Что же касается московских родственников и знакомых, то мама точно знала, от кого что следует ждать. Было известно, например, что папины родственники нарочно дарят такие вещи, которые уже есть у мамы, и, таким образом, их подарки имеют лишь «символическое» значение, но не имеют никакого практического применения.

— Вот увидишь, твоя младшая сестричка нарочно принесет мне сегодня «Серебристый ландыш», — предсказывала мама, — потому что она знает, что у меня уже есть три флакона этого самого «Ландыша». Целый букет!

Папа пытался защищать свою «младшую сестричку», у которой, между прочим, было уже трое взрослых детей:

— Она не могла залезть к тебе в гардероб! И не могла знать, сколько у тебя там флаконов!

— Она все может!
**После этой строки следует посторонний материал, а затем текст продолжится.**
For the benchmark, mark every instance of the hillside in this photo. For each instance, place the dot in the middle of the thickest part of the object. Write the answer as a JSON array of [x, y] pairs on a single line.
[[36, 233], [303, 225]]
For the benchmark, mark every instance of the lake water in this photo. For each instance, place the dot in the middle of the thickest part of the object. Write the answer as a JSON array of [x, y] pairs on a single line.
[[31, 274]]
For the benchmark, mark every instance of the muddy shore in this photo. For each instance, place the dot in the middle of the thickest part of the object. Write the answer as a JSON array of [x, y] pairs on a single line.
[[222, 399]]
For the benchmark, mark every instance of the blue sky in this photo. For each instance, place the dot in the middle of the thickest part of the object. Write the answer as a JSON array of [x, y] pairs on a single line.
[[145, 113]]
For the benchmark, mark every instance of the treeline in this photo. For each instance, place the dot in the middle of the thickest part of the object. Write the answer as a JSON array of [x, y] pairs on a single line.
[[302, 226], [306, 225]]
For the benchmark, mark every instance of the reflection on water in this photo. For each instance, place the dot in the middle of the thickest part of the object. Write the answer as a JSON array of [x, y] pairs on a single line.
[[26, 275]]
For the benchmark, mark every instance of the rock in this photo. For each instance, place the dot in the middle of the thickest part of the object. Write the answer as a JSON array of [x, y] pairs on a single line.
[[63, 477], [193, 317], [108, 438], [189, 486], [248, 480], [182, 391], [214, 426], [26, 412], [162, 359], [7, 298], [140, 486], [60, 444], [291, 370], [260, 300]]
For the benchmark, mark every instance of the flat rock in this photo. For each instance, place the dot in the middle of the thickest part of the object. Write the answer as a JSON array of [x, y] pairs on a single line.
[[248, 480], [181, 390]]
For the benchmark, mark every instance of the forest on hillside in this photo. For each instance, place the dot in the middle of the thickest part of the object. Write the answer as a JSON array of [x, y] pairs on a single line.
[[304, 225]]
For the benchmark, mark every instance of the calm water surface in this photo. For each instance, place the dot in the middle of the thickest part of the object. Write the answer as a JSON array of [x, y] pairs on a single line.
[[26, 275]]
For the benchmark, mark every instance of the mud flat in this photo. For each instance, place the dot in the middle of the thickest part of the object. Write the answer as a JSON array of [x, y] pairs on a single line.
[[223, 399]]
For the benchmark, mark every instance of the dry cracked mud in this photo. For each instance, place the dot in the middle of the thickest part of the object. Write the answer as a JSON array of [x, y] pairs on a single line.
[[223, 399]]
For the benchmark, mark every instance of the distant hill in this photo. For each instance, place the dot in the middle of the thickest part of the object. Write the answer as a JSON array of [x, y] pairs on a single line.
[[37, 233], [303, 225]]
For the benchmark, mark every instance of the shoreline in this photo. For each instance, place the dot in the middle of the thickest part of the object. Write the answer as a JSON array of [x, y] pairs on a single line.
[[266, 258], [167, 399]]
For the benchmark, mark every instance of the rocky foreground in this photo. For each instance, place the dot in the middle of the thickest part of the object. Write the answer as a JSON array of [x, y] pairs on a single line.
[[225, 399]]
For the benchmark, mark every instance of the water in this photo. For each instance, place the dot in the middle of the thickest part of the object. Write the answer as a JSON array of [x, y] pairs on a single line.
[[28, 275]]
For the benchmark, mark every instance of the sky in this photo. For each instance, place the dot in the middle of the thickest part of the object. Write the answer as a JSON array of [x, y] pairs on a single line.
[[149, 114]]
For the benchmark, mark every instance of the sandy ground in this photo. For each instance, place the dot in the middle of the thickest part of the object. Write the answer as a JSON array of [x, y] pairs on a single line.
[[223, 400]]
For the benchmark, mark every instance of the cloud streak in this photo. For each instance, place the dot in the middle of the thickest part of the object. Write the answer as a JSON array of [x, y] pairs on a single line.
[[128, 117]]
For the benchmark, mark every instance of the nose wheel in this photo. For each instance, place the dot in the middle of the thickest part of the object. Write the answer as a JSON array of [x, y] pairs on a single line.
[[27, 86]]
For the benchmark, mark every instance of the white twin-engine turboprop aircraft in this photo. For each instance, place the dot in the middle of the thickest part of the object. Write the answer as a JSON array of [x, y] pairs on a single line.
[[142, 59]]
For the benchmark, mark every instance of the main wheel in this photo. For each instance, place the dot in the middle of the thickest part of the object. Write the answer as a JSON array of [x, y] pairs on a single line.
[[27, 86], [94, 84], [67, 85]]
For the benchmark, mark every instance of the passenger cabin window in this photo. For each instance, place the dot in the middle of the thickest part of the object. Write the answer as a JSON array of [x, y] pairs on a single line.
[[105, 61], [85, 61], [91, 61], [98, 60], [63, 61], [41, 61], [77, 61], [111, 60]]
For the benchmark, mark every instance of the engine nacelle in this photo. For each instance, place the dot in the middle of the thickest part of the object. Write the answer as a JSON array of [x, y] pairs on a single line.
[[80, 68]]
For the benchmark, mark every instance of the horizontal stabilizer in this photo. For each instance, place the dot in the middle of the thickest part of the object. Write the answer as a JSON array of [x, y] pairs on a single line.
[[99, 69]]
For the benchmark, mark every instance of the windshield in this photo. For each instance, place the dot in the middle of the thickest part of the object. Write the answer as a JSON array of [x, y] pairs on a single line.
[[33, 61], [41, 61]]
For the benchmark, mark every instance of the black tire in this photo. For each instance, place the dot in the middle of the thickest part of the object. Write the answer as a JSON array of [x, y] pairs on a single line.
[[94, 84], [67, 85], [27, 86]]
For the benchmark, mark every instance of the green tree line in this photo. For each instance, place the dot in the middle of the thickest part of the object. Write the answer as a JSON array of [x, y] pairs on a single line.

И все знает! — убежденно заявляла мама.

Другие папины родственники, опять же «нарочно», дарили такие вещи, которые, по словам мамы, носил почти весь город.

— Я не могу ходить по улице с такой сумкой: она есть у каждой второй женщины. И пойми наконец: дело совсем не в подарках, а в отношении! Даря всякую дрянь, они этим как бы подчеркивают, что лучшего я не стою.

Такие далеко идущие выводы повергали папу в совершенную растерянность. И он принимался нервно изучать соседний двор.

На основании многолетней практики было также установлено, что самые дорогие и, как говорила мама, «от глубины души идущие» подарки всегда приносит Борис Борисович — тот самый старинный друг нашей семьи, который был влюблен в маму буквально с младенческих лет и который так поэтично назвал мамины руки «лебединым озером».

Я лично терпеть не могла Бориса Борисовича. Он был такой сладкий, что я в его присутствии всегда пила чай без сахара. По той же причине я в детстве упорно звала его Барбарисом Барбарисычем, за что получала от мамы весьма полновесные подзатыльники и шлепки. Заодно почему-то всегда доставалось и папе.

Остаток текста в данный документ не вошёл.